Key Methodologies and Aims
1. Embarrassingly Parallel For Loops
- Including Memory Sharing, Memory Management
- CUDA Parallelism through PyTorch & Numba
2. 50%+ Faster, 50%+ Leaner
3. Why is Statsmodels sometimes unbearably slow?
- Confidence, Prediction Intervals, Hypothesis Tests & Goodness of Fit tests for linear models are optimized.
- Using Einstein Notation & Hadamard Products where possible.
- Computing only what is necessary to compute (Diagonal of matrix and not entire matrix).
- Fixing the flaws of Statsmodels on notation, speed, memory issues and storage of variables.
4. Deep Learning Drop In Modules with PyTorch
- Using PyTorch to create Scikit-Learn like drop in replacements.
5. 20%+ Less Code, Cleaner Clearer Code
- Using Decorators & Functions where possible.
- Intuitive Middle Level Function names like (isTensor, isIterable).
- Handles Parallelism easily through hyperlearn.multiprocessing
6. Accessing Old and Exciting New Algorithms
- Matrix Completion algorithms - Non Negative Least Squares, NNMF
- Batch Similarity Latent Dirichelt Allocation (BS-LDA)
- Correlation Regression
- Feasible Generalized Least Squares FGLS
- Outlier Tolerant Regression
- Multidimensional Spline Regression
- Generalized MICE (any model drop in replacement)
- Using Uber's Pyro for Bayesian Deep Learning
Goals & Development Schedule
Hyperlearn will be revamped in the following months to become Moonshot GreenAI with over an extra 150 optimized algorithms! Stay tuned!!

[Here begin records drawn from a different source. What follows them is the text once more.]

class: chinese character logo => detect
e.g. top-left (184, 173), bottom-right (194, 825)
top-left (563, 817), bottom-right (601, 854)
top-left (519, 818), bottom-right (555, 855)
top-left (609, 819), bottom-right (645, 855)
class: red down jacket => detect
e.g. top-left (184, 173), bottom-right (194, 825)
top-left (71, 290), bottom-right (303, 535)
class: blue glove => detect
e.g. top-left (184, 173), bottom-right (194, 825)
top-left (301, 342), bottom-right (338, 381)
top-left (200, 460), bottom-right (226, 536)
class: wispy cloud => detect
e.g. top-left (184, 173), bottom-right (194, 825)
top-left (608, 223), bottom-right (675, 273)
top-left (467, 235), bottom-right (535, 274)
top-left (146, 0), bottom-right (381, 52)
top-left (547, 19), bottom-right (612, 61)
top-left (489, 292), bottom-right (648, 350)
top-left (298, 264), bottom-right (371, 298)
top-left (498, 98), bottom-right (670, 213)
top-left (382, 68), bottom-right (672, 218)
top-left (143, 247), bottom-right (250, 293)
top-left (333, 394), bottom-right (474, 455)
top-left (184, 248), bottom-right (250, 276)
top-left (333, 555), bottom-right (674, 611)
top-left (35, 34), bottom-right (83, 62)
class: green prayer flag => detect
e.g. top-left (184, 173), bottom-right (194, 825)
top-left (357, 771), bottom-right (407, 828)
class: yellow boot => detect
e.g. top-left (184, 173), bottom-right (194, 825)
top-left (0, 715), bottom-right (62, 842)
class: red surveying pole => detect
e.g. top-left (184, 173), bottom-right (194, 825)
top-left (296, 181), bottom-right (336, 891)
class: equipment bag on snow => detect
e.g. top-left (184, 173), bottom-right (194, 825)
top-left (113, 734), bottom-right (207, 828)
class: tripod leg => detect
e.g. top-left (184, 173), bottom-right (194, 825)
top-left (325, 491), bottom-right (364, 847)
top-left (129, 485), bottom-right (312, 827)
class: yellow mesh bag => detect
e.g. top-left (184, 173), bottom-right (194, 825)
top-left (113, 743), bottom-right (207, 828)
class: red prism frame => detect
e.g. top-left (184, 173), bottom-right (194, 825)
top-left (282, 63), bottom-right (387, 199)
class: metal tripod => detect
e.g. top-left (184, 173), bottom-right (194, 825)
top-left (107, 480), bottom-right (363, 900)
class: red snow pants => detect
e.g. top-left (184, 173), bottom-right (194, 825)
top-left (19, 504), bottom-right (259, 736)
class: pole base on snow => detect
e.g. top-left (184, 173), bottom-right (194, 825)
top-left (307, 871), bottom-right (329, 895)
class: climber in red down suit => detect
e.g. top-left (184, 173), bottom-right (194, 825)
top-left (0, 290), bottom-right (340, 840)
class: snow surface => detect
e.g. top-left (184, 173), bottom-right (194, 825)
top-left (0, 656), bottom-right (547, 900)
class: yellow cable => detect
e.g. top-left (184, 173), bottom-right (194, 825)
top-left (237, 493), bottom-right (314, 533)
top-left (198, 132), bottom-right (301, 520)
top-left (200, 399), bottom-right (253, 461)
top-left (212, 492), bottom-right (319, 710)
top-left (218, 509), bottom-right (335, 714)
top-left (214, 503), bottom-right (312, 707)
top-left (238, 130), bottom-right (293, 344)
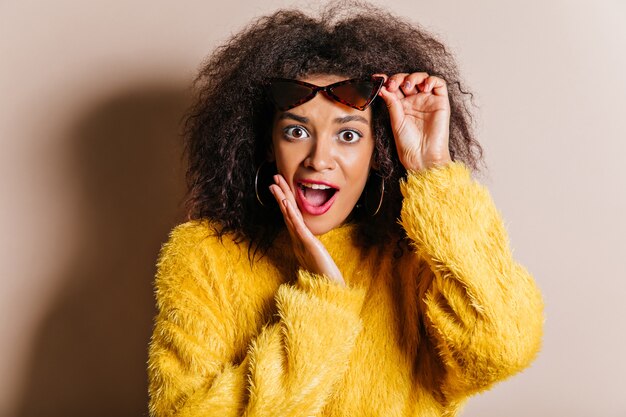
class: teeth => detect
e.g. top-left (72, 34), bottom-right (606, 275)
top-left (300, 182), bottom-right (332, 190)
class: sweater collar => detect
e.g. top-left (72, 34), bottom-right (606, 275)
top-left (317, 221), bottom-right (359, 246)
top-left (275, 221), bottom-right (360, 249)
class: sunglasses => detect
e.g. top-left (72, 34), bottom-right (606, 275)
top-left (266, 76), bottom-right (385, 111)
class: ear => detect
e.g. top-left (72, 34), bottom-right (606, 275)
top-left (370, 152), bottom-right (380, 171)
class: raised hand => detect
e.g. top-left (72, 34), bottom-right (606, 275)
top-left (374, 72), bottom-right (453, 172)
top-left (269, 174), bottom-right (345, 286)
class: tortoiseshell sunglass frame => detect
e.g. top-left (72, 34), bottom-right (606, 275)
top-left (266, 75), bottom-right (385, 111)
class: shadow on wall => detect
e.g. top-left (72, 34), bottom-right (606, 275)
top-left (15, 84), bottom-right (191, 417)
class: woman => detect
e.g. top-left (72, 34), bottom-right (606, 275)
top-left (147, 2), bottom-right (544, 416)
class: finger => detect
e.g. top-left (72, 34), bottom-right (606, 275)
top-left (274, 174), bottom-right (295, 202)
top-left (277, 196), bottom-right (300, 242)
top-left (287, 201), bottom-right (343, 284)
top-left (386, 73), bottom-right (409, 92)
top-left (377, 86), bottom-right (404, 132)
top-left (402, 72), bottom-right (430, 95)
top-left (274, 174), bottom-right (302, 220)
top-left (270, 184), bottom-right (296, 226)
top-left (372, 73), bottom-right (388, 83)
top-left (282, 199), bottom-right (298, 233)
top-left (282, 198), bottom-right (318, 259)
top-left (283, 199), bottom-right (336, 273)
top-left (269, 184), bottom-right (290, 221)
top-left (423, 75), bottom-right (448, 96)
top-left (270, 184), bottom-right (306, 244)
top-left (284, 199), bottom-right (315, 242)
top-left (373, 73), bottom-right (404, 101)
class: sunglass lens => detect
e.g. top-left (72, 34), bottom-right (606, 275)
top-left (329, 79), bottom-right (382, 109)
top-left (269, 81), bottom-right (314, 110)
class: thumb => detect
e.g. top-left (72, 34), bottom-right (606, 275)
top-left (378, 86), bottom-right (404, 130)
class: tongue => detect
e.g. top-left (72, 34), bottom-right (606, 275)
top-left (304, 188), bottom-right (333, 207)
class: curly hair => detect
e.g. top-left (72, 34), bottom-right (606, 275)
top-left (181, 0), bottom-right (485, 260)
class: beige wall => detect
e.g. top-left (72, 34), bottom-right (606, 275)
top-left (1, 0), bottom-right (625, 416)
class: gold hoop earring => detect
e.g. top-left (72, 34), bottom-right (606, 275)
top-left (255, 160), bottom-right (271, 207)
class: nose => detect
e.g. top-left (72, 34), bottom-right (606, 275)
top-left (304, 136), bottom-right (336, 171)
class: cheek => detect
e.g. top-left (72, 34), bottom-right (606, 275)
top-left (273, 141), bottom-right (303, 177)
top-left (271, 135), bottom-right (289, 169)
top-left (342, 143), bottom-right (375, 181)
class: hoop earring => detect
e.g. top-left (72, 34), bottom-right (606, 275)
top-left (255, 160), bottom-right (272, 207)
top-left (364, 171), bottom-right (385, 216)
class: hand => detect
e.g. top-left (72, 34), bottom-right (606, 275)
top-left (374, 72), bottom-right (453, 172)
top-left (269, 175), bottom-right (346, 286)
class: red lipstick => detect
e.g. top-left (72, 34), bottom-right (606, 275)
top-left (295, 179), bottom-right (340, 216)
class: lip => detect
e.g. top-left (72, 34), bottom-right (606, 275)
top-left (297, 178), bottom-right (341, 190)
top-left (295, 179), bottom-right (340, 216)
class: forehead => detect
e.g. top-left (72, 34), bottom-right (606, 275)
top-left (296, 73), bottom-right (350, 86)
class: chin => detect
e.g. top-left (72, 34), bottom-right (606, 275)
top-left (303, 215), bottom-right (345, 236)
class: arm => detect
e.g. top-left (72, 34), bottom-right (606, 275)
top-left (147, 222), bottom-right (367, 417)
top-left (398, 161), bottom-right (545, 402)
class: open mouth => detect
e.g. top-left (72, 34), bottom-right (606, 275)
top-left (295, 180), bottom-right (339, 215)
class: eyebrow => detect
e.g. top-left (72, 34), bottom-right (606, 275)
top-left (278, 112), bottom-right (369, 125)
top-left (278, 112), bottom-right (309, 124)
top-left (335, 115), bottom-right (369, 125)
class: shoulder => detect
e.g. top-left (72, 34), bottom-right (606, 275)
top-left (159, 218), bottom-right (244, 262)
top-left (154, 219), bottom-right (246, 292)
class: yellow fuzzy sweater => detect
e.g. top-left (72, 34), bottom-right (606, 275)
top-left (147, 161), bottom-right (544, 417)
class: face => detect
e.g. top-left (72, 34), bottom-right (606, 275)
top-left (270, 73), bottom-right (376, 236)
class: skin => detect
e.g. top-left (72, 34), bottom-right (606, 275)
top-left (269, 72), bottom-right (453, 286)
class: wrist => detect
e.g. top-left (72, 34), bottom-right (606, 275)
top-left (403, 156), bottom-right (452, 173)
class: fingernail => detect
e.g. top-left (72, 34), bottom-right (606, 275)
top-left (403, 81), bottom-right (411, 90)
top-left (282, 199), bottom-right (288, 208)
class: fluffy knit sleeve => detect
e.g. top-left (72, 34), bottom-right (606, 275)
top-left (147, 222), bottom-right (367, 417)
top-left (398, 161), bottom-right (545, 403)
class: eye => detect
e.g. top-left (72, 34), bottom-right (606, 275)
top-left (338, 129), bottom-right (362, 143)
top-left (284, 125), bottom-right (310, 140)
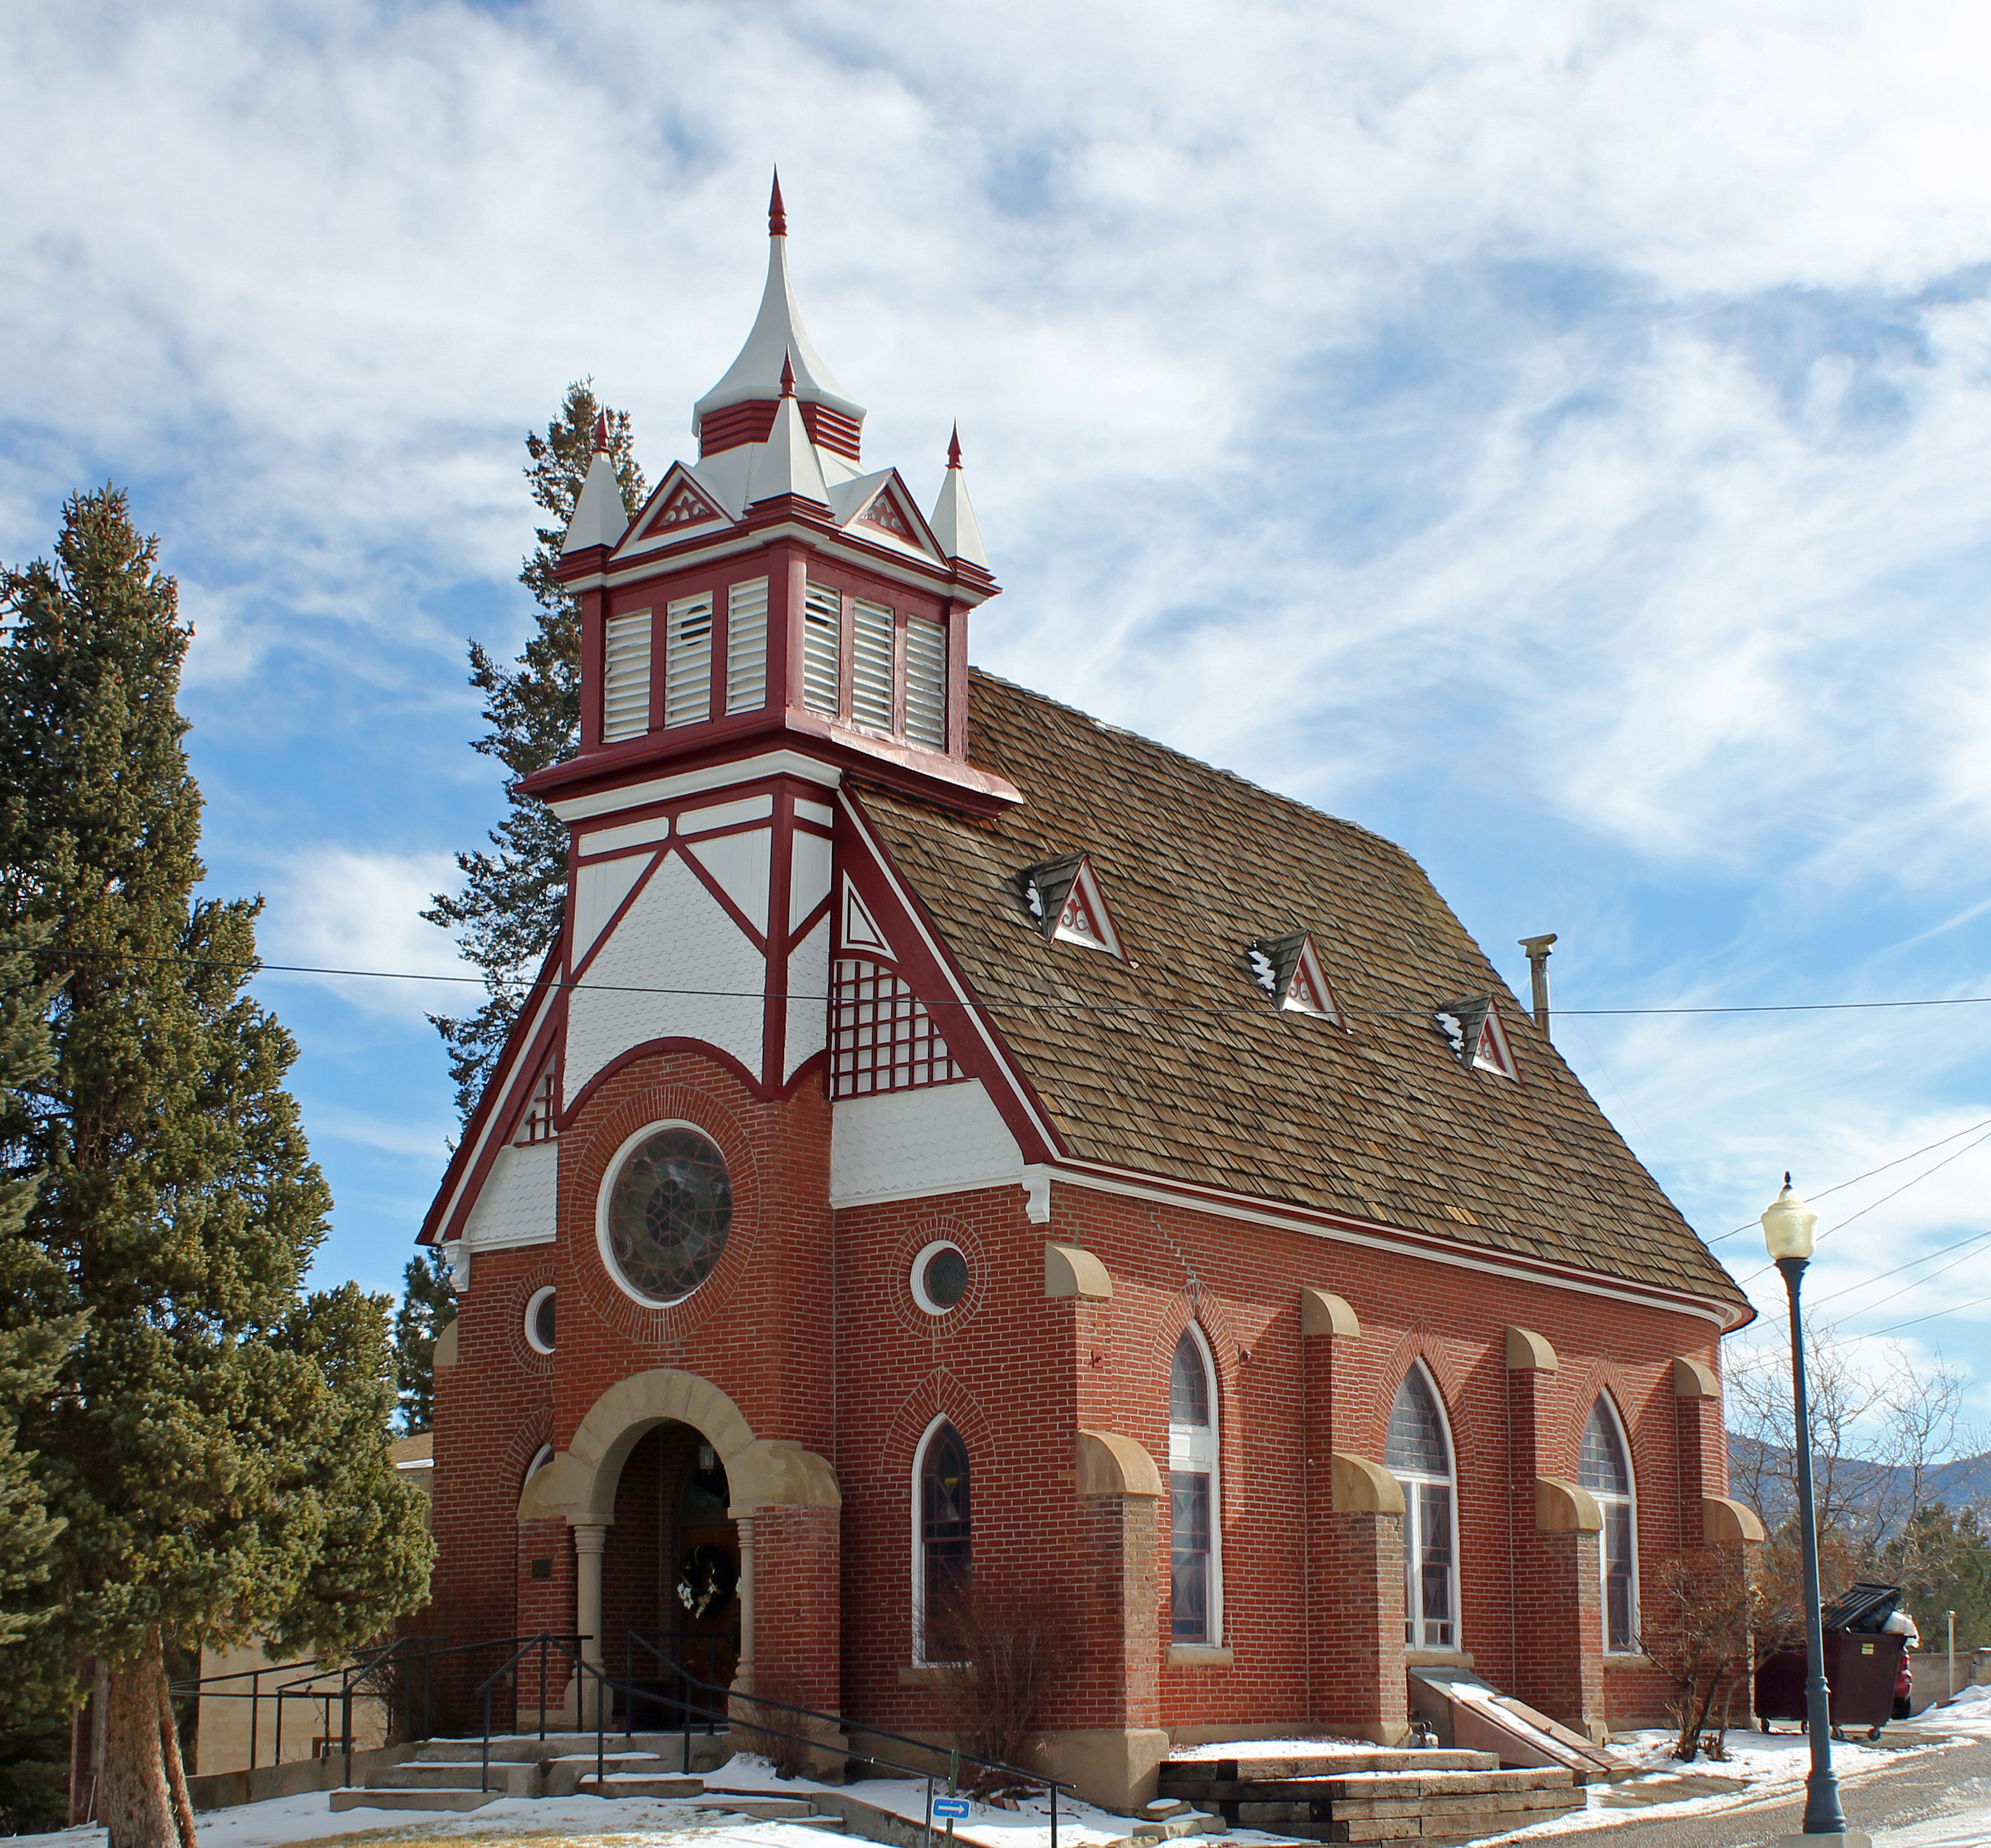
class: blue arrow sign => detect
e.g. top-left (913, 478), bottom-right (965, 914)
top-left (933, 1798), bottom-right (971, 1819)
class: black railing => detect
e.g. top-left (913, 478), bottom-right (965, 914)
top-left (475, 1631), bottom-right (1071, 1848)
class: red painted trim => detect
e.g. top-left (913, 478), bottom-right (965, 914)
top-left (568, 847), bottom-right (670, 984)
top-left (697, 401), bottom-right (778, 455)
top-left (763, 785), bottom-right (796, 1085)
top-left (604, 516), bottom-right (994, 608)
top-left (563, 1036), bottom-right (776, 1115)
top-left (787, 890), bottom-right (832, 951)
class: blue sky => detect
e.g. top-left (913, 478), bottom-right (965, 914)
top-left (7, 0), bottom-right (1991, 1425)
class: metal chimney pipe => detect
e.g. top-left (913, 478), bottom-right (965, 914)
top-left (1518, 934), bottom-right (1557, 1040)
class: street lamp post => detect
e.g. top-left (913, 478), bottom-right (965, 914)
top-left (1761, 1176), bottom-right (1854, 1840)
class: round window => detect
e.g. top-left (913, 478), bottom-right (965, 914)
top-left (524, 1286), bottom-right (556, 1354)
top-left (603, 1127), bottom-right (733, 1304)
top-left (911, 1240), bottom-right (969, 1316)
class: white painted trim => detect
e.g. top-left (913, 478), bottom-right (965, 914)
top-left (524, 1285), bottom-right (557, 1355)
top-left (1585, 1395), bottom-right (1641, 1656)
top-left (910, 1412), bottom-right (969, 1668)
top-left (678, 793), bottom-right (776, 835)
top-left (1031, 1162), bottom-right (1743, 1329)
top-left (594, 1119), bottom-right (733, 1309)
top-left (909, 1239), bottom-right (968, 1317)
top-left (587, 521), bottom-right (996, 608)
top-left (829, 1172), bottom-right (1024, 1211)
top-left (548, 751), bottom-right (842, 823)
top-left (433, 981), bottom-right (562, 1240)
top-left (579, 813), bottom-right (673, 856)
top-left (1167, 1323), bottom-right (1224, 1647)
top-left (1391, 1361), bottom-right (1462, 1653)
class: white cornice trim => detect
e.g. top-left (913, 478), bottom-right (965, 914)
top-left (594, 521), bottom-right (992, 606)
top-left (1036, 1161), bottom-right (1750, 1330)
top-left (547, 751), bottom-right (843, 822)
top-left (829, 1171), bottom-right (1025, 1211)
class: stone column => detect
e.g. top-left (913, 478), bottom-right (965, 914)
top-left (573, 1522), bottom-right (608, 1729)
top-left (733, 1512), bottom-right (757, 1697)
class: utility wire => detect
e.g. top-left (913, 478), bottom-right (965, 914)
top-left (1805, 1225), bottom-right (1991, 1309)
top-left (1863, 1291), bottom-right (1991, 1339)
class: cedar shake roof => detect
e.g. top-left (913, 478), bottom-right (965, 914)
top-left (855, 671), bottom-right (1749, 1314)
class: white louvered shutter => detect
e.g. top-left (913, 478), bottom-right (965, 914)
top-left (725, 577), bottom-right (769, 714)
top-left (803, 581), bottom-right (841, 716)
top-left (663, 593), bottom-right (713, 729)
top-left (601, 611), bottom-right (652, 741)
top-left (852, 598), bottom-right (895, 733)
top-left (904, 615), bottom-right (946, 750)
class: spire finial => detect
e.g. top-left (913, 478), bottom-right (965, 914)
top-left (1784, 1170), bottom-right (1793, 1188)
top-left (946, 423), bottom-right (962, 469)
top-left (590, 409), bottom-right (610, 454)
top-left (780, 352), bottom-right (796, 397)
top-left (769, 169), bottom-right (787, 238)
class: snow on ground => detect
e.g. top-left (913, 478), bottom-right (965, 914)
top-left (1163, 1738), bottom-right (1394, 1762)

Also you made it this far! If you want to join Moonshot, complete the secretive quiz!
Extra License Terms
- Hyperlearn is intended for academic, research and personal purposes only. Any explicit commercialisation of the algorithms, methods and anything inside Hyperlearn is strictly prohibited unless explicit notice is given to Daniel Han-Chen. The usage must also be approved by Daniel Han-Chen.
- Hyperlearn uses the BSD 3 License now (previously GNU v3). However, as stated, commercialisation on top of Hyperlearn must be first approved by Daniel Han-Chen.